Conventionally, a scroll compressor as an example of a rotary compressor to compress a gas refrigerant in a refrigerating cycle has been used. The scroll compressor includes a fixed scroll and an orbiting scroll that have involute wraps engaged with each other in a casing. The fixed scroll is fixed in the casing and the orbiting scroll is coupled to an eccentric portion of a drive shaft (crank shaft). Further, the drive shaft is supported at the casing through a bearing. In the scroll compressor, the orbiting scroll just revolves orbitally to the fixed scroll without rotating on its own axis, thereby contracting a compression chamber formed between the wraps of both scrolls to compress a gas such as the refrigerant.
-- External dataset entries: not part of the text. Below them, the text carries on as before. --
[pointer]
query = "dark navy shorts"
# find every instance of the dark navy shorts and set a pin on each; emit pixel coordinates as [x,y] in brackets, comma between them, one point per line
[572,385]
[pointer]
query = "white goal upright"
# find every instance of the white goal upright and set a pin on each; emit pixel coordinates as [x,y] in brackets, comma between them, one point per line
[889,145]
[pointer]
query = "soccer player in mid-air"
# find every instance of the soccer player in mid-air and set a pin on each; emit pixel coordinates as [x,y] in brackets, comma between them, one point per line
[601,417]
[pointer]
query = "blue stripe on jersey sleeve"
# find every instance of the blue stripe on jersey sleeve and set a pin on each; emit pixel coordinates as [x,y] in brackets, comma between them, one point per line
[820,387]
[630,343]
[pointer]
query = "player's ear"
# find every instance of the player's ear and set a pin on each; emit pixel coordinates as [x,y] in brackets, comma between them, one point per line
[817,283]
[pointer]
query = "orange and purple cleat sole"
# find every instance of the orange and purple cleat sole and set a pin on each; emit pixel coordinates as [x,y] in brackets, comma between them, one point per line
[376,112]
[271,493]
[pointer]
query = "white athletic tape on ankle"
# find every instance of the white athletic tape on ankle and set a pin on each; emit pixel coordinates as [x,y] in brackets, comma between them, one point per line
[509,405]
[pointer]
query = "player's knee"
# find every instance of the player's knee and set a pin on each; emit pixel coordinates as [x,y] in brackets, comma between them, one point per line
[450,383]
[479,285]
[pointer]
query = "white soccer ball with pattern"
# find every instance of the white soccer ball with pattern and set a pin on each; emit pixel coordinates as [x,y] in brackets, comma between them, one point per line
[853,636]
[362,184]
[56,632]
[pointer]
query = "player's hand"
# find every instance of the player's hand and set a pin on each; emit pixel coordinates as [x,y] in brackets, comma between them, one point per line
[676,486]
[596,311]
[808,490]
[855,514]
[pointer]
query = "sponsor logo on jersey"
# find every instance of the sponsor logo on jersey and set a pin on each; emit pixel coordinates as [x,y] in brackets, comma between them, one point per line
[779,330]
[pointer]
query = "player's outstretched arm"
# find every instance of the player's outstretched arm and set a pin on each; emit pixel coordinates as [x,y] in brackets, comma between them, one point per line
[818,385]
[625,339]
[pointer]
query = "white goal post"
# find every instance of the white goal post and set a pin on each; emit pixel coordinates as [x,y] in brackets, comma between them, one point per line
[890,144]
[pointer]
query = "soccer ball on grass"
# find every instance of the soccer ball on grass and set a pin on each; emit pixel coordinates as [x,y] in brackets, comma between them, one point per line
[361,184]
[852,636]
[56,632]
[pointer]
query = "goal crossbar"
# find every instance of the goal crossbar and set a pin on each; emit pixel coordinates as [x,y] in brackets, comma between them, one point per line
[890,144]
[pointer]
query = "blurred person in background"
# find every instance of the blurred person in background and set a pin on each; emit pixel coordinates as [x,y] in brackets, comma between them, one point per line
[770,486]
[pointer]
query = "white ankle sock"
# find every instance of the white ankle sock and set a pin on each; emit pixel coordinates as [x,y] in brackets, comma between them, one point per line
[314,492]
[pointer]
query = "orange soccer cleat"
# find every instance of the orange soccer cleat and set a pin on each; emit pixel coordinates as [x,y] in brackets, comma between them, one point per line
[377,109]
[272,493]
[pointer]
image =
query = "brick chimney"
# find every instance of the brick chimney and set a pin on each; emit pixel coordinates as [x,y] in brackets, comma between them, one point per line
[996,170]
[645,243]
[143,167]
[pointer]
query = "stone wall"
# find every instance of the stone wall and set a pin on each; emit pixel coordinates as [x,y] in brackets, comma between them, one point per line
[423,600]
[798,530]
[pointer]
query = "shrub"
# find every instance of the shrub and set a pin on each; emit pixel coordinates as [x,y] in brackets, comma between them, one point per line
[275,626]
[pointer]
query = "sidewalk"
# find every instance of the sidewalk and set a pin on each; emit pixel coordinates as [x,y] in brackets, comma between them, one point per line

In general, such scroll compressor adopts lubricating structure in which a refrigerating machine oil collected in an oil reservoir in the casing is supplied to a sliding surface constituted between the both scrolls, a sliding face Constituted between the drive shaft and the bearing and the like through a main oil-supply passage formed in the drive shaft. For example, certain structure is disclosed in Japanese Laid-Open Patent Publication No. 8-261177, in which an oil reservoir is formed at a portion in a casing whose pressure is high, and a sliding surface constituted between both scrolls is connected to a suction side of a compressing mechanism so as to make the sliding surface a relatively low pressure, so that a refrigerating machine oil is supplied to the above sliding surface by pressure-differential pump structure that makes use of pressure differential between high-level pressure and low-level pressure.
Further, in the scroll compressor disclosed in the above publication, a bearing-portion oil-supply passage is formed in a drive shaft, which branches off from a main oil-supply passage and then connects with a sliding face constituted between the drive shaft and the bearing, and a spiral groove is formed at an inner peripheral face of the bearing, so that the refrigerating machine oil in the main oil-supply passage is supplied to the above sliding face. This spiral groove is open to high-pressure space in the casing at the both end portions in the axis direction of the bearing. In this case, the refrigerating machine oil that has lubricated the sliding face flows out of the spiral groove and then returns to the oil reservoir through the space in the casing.
-Problem to be Solved-
The above-described structure, however, is capable of supplying the refrigerating machine oil to the sliding surface at the both scrolls and the sliding surface of the bearing by the pressure-differential pump function during its ordinary operation, but there is some possibility that lubrication of the sliding face at the bearing may become insufficient during its starting operation. The reason for this is considered as the following. That is, during the starting operation of compressor, the gas refrigerant providing high-pressure atmosphere in the casing flows back in the spiral groove toward the main oil-supply passage before the refrigerating machine oil in the oil reservoir is supplied to the sliding surface at the both scrolls by the pressure-differential pump function. Thereby, it becomes difficult to supply the refrigerating machine oil in the oil reservoir to the sliding face at the bearing, and the oil remaining at the sliding face during a halt of the operation is forced to flow back to the main oil-supply passage. Accordingly, the temperature of the bearing tends to rise excessively for lack of lubrication, and repeating of this state may deteriorate the reliability of bearing, and in some cases, this may cause seizure of drive shaft.
The present invention has been devised in view of the above problem, and an object of the present invention is to improve the reliability of bearing, in the rotary compressor that adopts oil supplying to bearing by the pressure-differential pump, by preventing gas flowing into a portion between the drive shaft and the bearing.